Colitis Vs Crohn’s Disease
Ulcerative Colitis and Crohn’s Disease are Inflammatory Bowel Diseases (IBD) that affect many people in the United States. They affect the small bowel and colon and may present with symptoms such as abdominal pain, bloody diarrhea, fatigue, weight loss, and anemia. While both diseases have many similarities, there are major differences between the two that help clinicians to make the proper diagnosis.
The two diseases are similar in that both occur at a rate of approximately 10-14 per 100,000 people. Both diseases affect Caucasians and Ashkenazi Jews more often than Asians or Africans, and both diseases are more prevalent in developed nations rather than developing. The fact that both are prevalent in the developing nations has raised a hypothesis on the pathophysiology of inflammatory bowel diseases. It is hypothesized that lack of parasites in the intestines of people living in developed countries has decreased the fitness of the enteric immune system, causing abnormalities of the bowels like IBD. This theory is further supported by the fact that probiotic therapy and even injection of Trichuria Tricuriasis parasites into the intestines has proved to be helpful in relieving symptoms in patients of both Ulcerative Colitis and Crohn’s Disease.
The fact that there are so many similarities between the two diseases has made it hard for clinicians to recognize which disease is presented before them. But, there are differences that need to be looked out for that can facilitate the establishment of a diagnosis quickly. The main differences between UC and Crohn’s Disease is that Crohn’s Disease often spares the rectum whereas Ulcerative Colitis always involves the rectum.
A biopsy of the affected site can further differentiate between the two diseases.
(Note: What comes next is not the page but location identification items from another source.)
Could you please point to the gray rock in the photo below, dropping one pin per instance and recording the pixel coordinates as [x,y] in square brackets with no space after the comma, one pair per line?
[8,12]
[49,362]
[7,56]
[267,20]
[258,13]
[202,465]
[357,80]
If Crohn’s disease is in suspect, a pathologist viewing the biopsy through a microscope should look for characteristic noncaseating granulomas, while for Ulcerative Colitis; the pathologist looks for crypt abscesses.
Another big difference between Ulcerative Colitis and Crohn’s disease is the fact that Ulcerative Colitis only affects the mucosa and submucosa of the GI tract, whereas Crohn’s has a characteristic inflammation that extends through all three of the GI tract layers, namely mucosa, submucosa, and muscularis propria. The fact that Crohn’s affects the colonic wall transmurally predisposes the patient with the disease to perforation of the colonic wall, which could become devastating.
In addition, Crohn’s Disease creates a type of cobblestone appearance and bowel wall thickening through constant inflammation and regeneration of the colonic wall, whereas UC creates an appearance of pseudopolyps out of indentations made by ulcerations of the GI tract.
Both diseases are associated with various complications: Crohn’s Disease characteristically causes fistulas and strictures, while UC causes toxic megacolon, and worse, colonic carcinoma if the disease is left untreated for many years.
An X-Ray can be used to distinguish between the two diseases: one can look out for a typical “string sign” on a barium swallow that appears when the wall of the mucosa has thickened so much, the barium that passes through has the appearance of a string on an X-Ray. In UC, an X-Ray has a typical “lead pipe” appearance due to the atrophy of haustrae of the colonic walls in UC. Both diseases can cause malnutrition and malabsorption.
One big clue to Ulcerative Colitis is the presence of ulcer lesions in the mouth. Ulcerative Colitis is known to cause ulcers of the mouth called Apthous Ulcers.
The treatment of Crohn’s disease is typically with corticosteroids and/or Infliximab, an antibody against TNF-a. The treatment of UC is with an Aminosalicylic Acid agent Sulfasalazine, Infliximab, or removal of the affected part of the colon if the disease gets bad enough. The patient’s apthous ulcers should go away once treatment is initiated.
Yana G. Yevstegneeva, 3rd-year Medical Student.